失った勝ち点2で得た経験

東京 2-2 神戸
後半開始から主導権を握ったのは東京。少ないボールタッチから神戸陣内に攻め入り、好調のリカルジーニョ&新加入の大黒が攻撃にアクセントをつけ、10分には梶山、18分には大竹がゴールネットを揺らす。圧倒的なボールポゼッションと堅固な守備で神戸に一切の隙を与えない。正直、試合は楽勝と思った。
後半、ゲームはガラリと変わる。結果論からすれば、追いつかれた2点にはいくつかの不運も重なったと思う。攻め込まれていても東京の最終ラインは堅かった。しかし、4-1-4-1に布陣変更してきた神戸に対応できず、長い時間において付け入る隙を与え続けてしまったことを反省しなければならない。
4-1-4-1といえば、南ア大会でも多くの代表チームが採用した流行りの布陣で、優勝したスペインも4-4-2との併用で素晴らしい戦いをみせた。日本代表が大会直前に4-1-4-1へ移行して成功したのもこの布陣。この試合の神戸だけでなく、浦和もこの布陣への変更を画策しており、Jリーグにおいても今後採用するチームは増えていきそうな流れだ。もちろん、フォーメーションが全てではないが、十分に打開策を練っておかなければならないのは現実であろう。
4-1-4-1の特徴には、前線の1トップにボール当てて、2列目の4人が一気に上がりカウンターを仕掛けていくという攻撃のメリットがあり、反対にカウンター失敗ともなれば2列目の4人の後ろに広大なスペースが生まれるので、カウンターのカウンターに弱いという守備側のデメリットがあるようです。

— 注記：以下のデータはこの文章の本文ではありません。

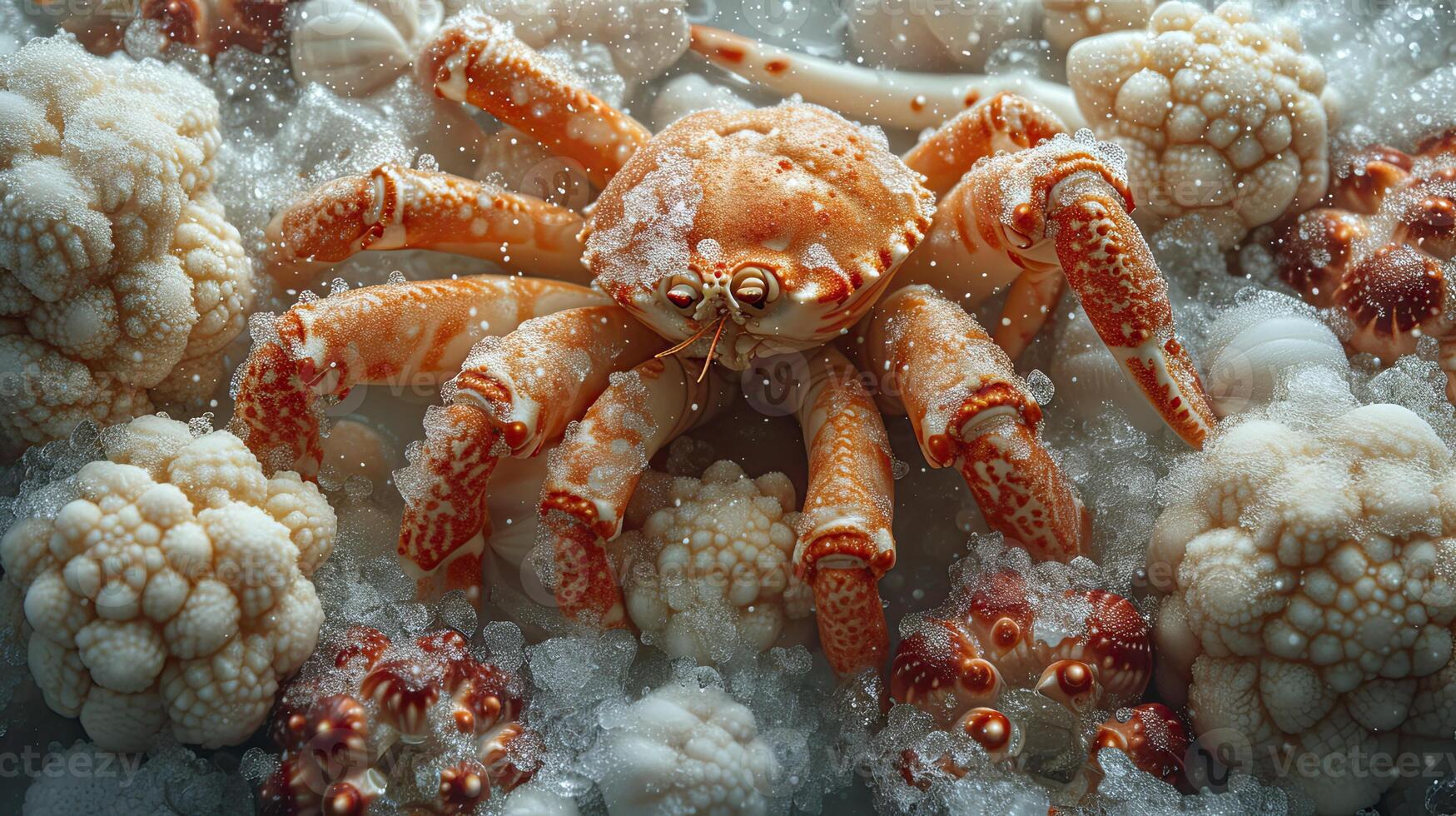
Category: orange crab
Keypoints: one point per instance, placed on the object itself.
(728, 236)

流れを取り戻したい東京が、2点リードの後半にスピードのあるナオと達也の投入した意図は、きっとそこにあるのだと思います。単なる3点目を取りに行くという攻撃的メッセージだけでなく、ある程度セオリーに従った交代でもあったわけです。最後の交代カードが平山だったのは、城福さんなりに葛藤もあったかもしれません。ヨングンを入れて神戸のカウンターをしっかり止めて、スピードのある両サイドへ一気にボールを運ぶという狙いも考えられたでしょうが(ヨングンのコンディションの問題もあったかもしれません)、時間帯的に考えて前線で平山に収めさせて試合を終わらせる、という選択もまた極めて妥当でした。しかしながら、苦しい展開の中で不運にも近い追撃弾を許し、追加タイムでまさかのPKを奪われ、最終的にドローで試合は終了してしまった。

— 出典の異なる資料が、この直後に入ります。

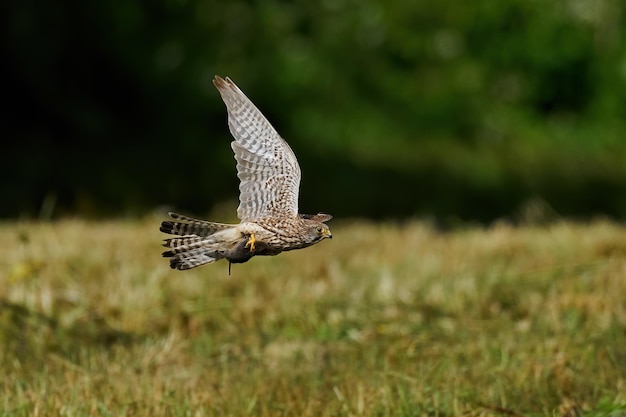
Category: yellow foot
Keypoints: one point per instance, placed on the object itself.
(251, 243)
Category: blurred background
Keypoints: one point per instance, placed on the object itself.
(454, 111)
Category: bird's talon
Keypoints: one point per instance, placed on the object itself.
(251, 243)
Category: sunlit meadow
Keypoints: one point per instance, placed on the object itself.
(386, 319)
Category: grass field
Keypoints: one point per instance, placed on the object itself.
(384, 320)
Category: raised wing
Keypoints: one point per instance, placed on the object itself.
(267, 168)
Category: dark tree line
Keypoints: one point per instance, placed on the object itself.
(395, 109)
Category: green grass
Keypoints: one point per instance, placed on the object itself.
(384, 320)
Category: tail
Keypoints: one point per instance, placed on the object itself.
(196, 245)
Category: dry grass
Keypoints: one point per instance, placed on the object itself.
(384, 320)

運にも左右されるのがサッカーであるけれど、悪い時間帯が続けば不運が転がり込む可能性は増えていく。東京の目指すサッカーはおそらく何も間違ってはいない。やはり試合全体の中で不利な流れを断ち切って、少しでも良い時間帯を保持し続けられるチームでいなければならない。勝ち点1を得たというよりも、むしろ勝ち点2を失ったといっても良い結果ではあるけれど、この失った勝ち点で得た経験もまたきっと大きいものであると信じています。苦い経験への反省と対策が、またひとつ上にレベルアップしていくきっかけになるに違いないでしょう。僕らは希望を持って前に進んで良いのです。